Amid a public spat between Twitter India and the Government of India, Union Minister for Electronics and Information Technology Ravi Shankar Prasad said that he was denied access to his Twitter account for almost an hour on Friday.
Prasad wrote in a tweet that his account was blocked on the "alleged ground that there was a violation of the Digital Millennium Copyright Act of the USA". Prasad was subsequently allowed access to the account.
This latest run-in with the micro-blogging site comes in the backdrop of a months-long clash with the BJP-led Centre, from requests to take down tweets supporting the farmers' agitation to a more recent spat over new IT rules.
The Digital Millennium Copyright Act (DMCA) criminalises the production and dissemination of devices, services and/or technology, intended to circumvent measures that control access to copyrighted works. It can be invoked to flag the use of someone's content being used without their consent.
The Union minister said that by blocking his account without prior notice, Twitter violated Rule 4(8) of the Information Technology (Intermediary Guidelines and Digital Media Ethics Code) Rules 2021.
Currently, it's unclear as to which post by Prasad led to his account being disabled.
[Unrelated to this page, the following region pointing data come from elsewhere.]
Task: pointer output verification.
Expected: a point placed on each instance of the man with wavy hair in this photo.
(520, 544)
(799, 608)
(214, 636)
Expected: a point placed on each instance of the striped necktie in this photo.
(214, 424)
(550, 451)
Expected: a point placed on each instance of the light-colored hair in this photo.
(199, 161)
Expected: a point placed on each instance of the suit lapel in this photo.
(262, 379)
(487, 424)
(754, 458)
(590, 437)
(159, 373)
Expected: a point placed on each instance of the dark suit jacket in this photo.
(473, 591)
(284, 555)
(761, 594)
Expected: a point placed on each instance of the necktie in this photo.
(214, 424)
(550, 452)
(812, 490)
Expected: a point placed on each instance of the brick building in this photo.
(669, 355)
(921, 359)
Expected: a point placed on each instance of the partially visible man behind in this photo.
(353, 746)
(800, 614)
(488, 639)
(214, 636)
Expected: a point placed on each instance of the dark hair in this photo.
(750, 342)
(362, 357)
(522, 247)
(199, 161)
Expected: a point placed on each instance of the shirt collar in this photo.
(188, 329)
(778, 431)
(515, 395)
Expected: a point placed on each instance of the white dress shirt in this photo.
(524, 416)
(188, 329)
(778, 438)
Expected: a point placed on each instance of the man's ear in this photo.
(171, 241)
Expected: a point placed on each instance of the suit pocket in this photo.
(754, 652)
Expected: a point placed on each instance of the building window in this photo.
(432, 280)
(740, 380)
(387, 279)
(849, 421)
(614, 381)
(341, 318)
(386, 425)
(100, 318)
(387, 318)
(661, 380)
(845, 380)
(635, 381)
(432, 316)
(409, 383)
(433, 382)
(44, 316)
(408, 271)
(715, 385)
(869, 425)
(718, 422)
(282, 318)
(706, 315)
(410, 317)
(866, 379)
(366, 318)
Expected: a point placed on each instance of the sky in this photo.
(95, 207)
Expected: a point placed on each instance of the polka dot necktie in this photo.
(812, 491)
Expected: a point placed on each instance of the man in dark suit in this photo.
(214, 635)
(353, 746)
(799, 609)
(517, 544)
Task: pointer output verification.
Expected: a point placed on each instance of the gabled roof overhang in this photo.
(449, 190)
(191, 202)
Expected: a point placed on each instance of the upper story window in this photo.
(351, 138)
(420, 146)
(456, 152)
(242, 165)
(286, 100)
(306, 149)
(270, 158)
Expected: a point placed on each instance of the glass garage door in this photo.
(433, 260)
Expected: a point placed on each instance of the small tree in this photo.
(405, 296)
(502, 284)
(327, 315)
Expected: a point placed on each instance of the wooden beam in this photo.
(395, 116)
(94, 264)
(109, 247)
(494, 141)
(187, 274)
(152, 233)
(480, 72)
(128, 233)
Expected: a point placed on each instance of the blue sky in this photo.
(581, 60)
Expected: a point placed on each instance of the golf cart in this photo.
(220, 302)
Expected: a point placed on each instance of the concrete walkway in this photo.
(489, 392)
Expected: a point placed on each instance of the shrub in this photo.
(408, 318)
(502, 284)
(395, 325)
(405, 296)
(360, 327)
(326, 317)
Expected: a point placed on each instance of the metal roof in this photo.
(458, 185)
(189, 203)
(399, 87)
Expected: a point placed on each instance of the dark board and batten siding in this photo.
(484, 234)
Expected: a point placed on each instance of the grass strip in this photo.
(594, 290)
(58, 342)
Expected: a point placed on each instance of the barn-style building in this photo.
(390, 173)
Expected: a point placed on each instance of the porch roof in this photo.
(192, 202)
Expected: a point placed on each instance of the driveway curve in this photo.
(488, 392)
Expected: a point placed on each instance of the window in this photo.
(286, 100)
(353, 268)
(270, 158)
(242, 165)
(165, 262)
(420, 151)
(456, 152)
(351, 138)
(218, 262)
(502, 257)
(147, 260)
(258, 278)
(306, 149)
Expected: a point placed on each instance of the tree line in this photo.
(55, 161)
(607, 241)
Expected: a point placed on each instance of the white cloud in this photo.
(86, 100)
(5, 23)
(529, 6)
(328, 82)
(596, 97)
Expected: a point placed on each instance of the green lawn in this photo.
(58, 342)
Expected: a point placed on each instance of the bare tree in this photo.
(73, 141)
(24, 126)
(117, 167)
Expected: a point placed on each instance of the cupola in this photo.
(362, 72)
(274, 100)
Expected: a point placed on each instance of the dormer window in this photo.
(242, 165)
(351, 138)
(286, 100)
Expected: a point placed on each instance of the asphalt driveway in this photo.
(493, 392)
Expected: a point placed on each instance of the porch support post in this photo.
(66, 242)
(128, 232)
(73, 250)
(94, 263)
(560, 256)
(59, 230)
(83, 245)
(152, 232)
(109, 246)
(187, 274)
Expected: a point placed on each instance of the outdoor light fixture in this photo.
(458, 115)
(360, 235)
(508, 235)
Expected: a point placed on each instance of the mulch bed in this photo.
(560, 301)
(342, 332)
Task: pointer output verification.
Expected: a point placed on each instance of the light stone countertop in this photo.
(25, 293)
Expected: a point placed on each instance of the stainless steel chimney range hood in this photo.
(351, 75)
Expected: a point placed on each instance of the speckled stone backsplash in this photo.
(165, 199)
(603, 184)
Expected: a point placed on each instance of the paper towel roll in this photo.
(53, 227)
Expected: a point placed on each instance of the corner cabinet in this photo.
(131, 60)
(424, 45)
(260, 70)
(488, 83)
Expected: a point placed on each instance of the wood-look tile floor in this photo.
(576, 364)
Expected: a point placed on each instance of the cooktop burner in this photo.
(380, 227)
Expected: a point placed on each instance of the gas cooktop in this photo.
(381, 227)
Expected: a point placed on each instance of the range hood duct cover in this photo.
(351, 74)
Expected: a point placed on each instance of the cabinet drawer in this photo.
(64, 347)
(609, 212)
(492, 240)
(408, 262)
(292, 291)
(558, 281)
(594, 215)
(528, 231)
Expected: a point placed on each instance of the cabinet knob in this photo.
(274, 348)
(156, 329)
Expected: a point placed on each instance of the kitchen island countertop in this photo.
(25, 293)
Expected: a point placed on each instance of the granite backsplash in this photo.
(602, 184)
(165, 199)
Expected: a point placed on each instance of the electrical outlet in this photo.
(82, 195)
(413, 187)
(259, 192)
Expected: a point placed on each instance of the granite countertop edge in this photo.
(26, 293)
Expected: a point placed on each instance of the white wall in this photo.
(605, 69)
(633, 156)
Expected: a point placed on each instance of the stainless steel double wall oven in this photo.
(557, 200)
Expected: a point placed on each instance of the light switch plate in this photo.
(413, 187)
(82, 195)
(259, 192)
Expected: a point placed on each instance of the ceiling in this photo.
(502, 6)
However, the IT minister claims that his statements "calling out the high-handedness and arbitrary actions of Twitter, particularly sharing the clips of my interviews to TV channels and its powerful impact, have clearly ruffled its feathers."
Prasad ended the tweet thread with a warning for Twitter, which read, "No matter what any platform does they will have to abide by the new IT Rules fully and there shall be no compromise on that."
A little after 4 pm, Congress leader Shashi Tharoor tweeted to say he too faced a similar issue, with a tweet of his featuring a popular song being deleted because of a copyright claim.
Among a series of tweets, Tharoor mentioned the Parliamentary Standing Committee on Information Technology will be reaching out to Twitter India to seek clarity on why him and Prasad were locked out of their accounts, and on the rules and procedures it follow for its India operations.
Meanwhile, Aprameya Radhakrishna, CEO and co-founder at Koo issued a statement regarding this, saying, "Giving a user complete context of any claimed violation and an intimation of the exact violation is important. The user should also be able to contest or accept the claimed violation. A direct action of suspension without the above makes it seem like a social media platform is taking the final judgement call and is not being an intermediary."